Kur'ân'ın içinde öyle bir göz var ki, bütün kâinatı görür, ihata eder

Kur'ân'ın içinde öyle bir göz var ki, bütün kâinatı görür, ihata eder

Günün Risale-i Nur dersi

Bismillahirrahmanirrahim

MU'CİZÂT-I AHMEDİYE (asm)
...

Hem Kur'ân vahiy olmakla beraber, delâil-i akliye ile teyid ve tahkim edilmiş. Evet, kâmil ukalânın ittifakı buna şahittir. Başta ulema-i ilm-i kelâmın allâmeleri ve İbni Sina, İbni Rüşd gibi felsefenin dâhileri, müttefikan, esâsât-ı Kur'âniyeyi usulleriyle, delilleriyle ispat etmişler.

Hem Kur'ân, fıtrat-ı selime cihetiyle musaddaktır. Eğer bir arıza ve bir maraz olmazsa, herbir fıtrat-ı selime onu tasdik eder. Çünkü itmi'nân-ı vicdan ve istirahat-i kalb, onun envârıyla olur. Demek fıtrat-ı selime, vicdanın itmi'nânı şehadetiyle onu tasdik ediyor. Evet, fıtrat, lisan-ı haliyle Kur'ân'a der: "Fıtratımızın kemâli sensiz olamaz." Şu hakikati çok yerlerde ispat etmişiz.

Hem Kur'ân, bilmüşahede ve bilbedâhe, ebedî ve daimî bir mu'cizedir. Her vakit i'câzını gösterir. Sair mu'cizat gibi sönmez, vakti bitmez; ebedîdir.

Hem Kur'ân'ın mertebe-i irşadında öyle bir genişlik var ki, birtek dersinde, Hazret-i Cibril (a.s.), bir tıfl-ı nevresîde ile omuz omuza o dersi dinler, hisselerini alırlar. Ve İbni Sina gibi en dâhi feylesof, en âmi bir ehl-i kıraatle diz dize aynı dersi okurlar, derslerini alırlar. Hattâ bazan olur ki, o âmi adam, kuvvet ve safvet-i iman cihetiyle, İbni Sina'dan daha ziyade istifade eder.

Hem Kur'ân'ın içinde öyle bir göz var ki, bütün kâinatı görür, ihata eder ve bir kitabın sahifeleri gibi kâinatı göz önünde tutar, tabakatını ve âlemlerini beyan eder.
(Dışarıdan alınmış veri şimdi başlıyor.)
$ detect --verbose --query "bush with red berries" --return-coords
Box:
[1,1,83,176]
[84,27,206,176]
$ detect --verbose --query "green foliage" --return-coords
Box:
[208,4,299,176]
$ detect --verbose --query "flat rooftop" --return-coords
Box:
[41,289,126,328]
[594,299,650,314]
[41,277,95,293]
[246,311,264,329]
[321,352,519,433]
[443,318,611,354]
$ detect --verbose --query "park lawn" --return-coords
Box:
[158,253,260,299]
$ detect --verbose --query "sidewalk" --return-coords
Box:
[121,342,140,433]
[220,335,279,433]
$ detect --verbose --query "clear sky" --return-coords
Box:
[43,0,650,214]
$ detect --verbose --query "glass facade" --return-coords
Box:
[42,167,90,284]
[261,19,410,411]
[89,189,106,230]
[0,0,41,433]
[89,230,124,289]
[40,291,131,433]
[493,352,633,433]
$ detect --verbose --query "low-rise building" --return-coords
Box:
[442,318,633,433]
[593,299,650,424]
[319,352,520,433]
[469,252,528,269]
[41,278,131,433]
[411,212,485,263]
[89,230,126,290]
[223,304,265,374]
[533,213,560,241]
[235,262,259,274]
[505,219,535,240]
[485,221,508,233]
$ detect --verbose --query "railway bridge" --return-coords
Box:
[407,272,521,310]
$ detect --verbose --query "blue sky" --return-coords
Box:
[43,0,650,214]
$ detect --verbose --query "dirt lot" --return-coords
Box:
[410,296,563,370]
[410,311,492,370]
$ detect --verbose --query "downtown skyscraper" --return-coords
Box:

Bir saatin san'atkârı nasıl saatini çevirir, açar, gösterir, tarif eder. Kur'ân dahi, elinde kâinatı tutmuş, öyle yapıyor.

İşte şöyle bir Kur'ân-ı Azîmüşşandır ki, فَاعْلَمْ اَنَّهُ لآ اِلٰهَ اِلاَّ اللهُ 1 der, vahdâniyeti ilân eder.

اَللّٰهُمَّ اجْعَلِ الْقُرْاٰنَ لَنَا فِى الدُّنْيَا قَرِينًا وَفِى الْقَبْرِ مُونِسًا وَفِى الْقِيٰمَةِ شَفِيعًا وَعَلَى الصِّرَاطِ نُورًا وَمِنَ النَّارِ سِتْرًا وَحِجَابًا وَفِى الْجَنَّةِ رَفِيقًا وَاِلَى الْخَيْرَاتِ كُلِّهَا دَلِيلاً وَاِمَامًا اَللّٰهُمَّ نَوِّرْ قُلُوبَنَا وَقُبُورَنَا بِنُورِ اْلاِيمَانِ وَالْقُرْاٰنِ وَنَوِّرْ بُرْهَانَ الْقُرْاٰنِ بِحَقِّ وَبِحُرْمَةِ مَنْ اُنْزِلَ عَلَيْهِ الْقُرْاٰنُ عَلَيْهِ وَعَلٰۤى اٰلِهِ الصَّلاَةُ وَالسَّلاَمُ مِنَ الرَّحْمٰنِ الْحَنَّانِ اٰمِينَ 2

Dipnot-1: "Bil ki Allah'tan başka ilâh yoktur." Muhammed Sûresi, 47:19.
Dipnot-2: Allah'ım! Kur'ân'ı bize dünyada bir dost, kabirde ünsiyetli bir yoldaş, kıyamette bir şefaatçi, sırat üzerinde bir nur, Cehennem ateşine karşı bir siper ve örtü, Cennette bir refik, bütün hayırlara bir delil ve imam kıl. Allah'ım! Kalblerimizi ve kabirlerimizi iman ve Kur'ân nuruyla nurlandır. Üzerine Kur'ân indirilen zâtın—Rahmân-ı Hannân'ın salât ve selâmı onun ve âlinin üzerine olsun—hakkı ve hürmeti için, bize Kur'ân'ın burhanlarını aydınlat. Âmin.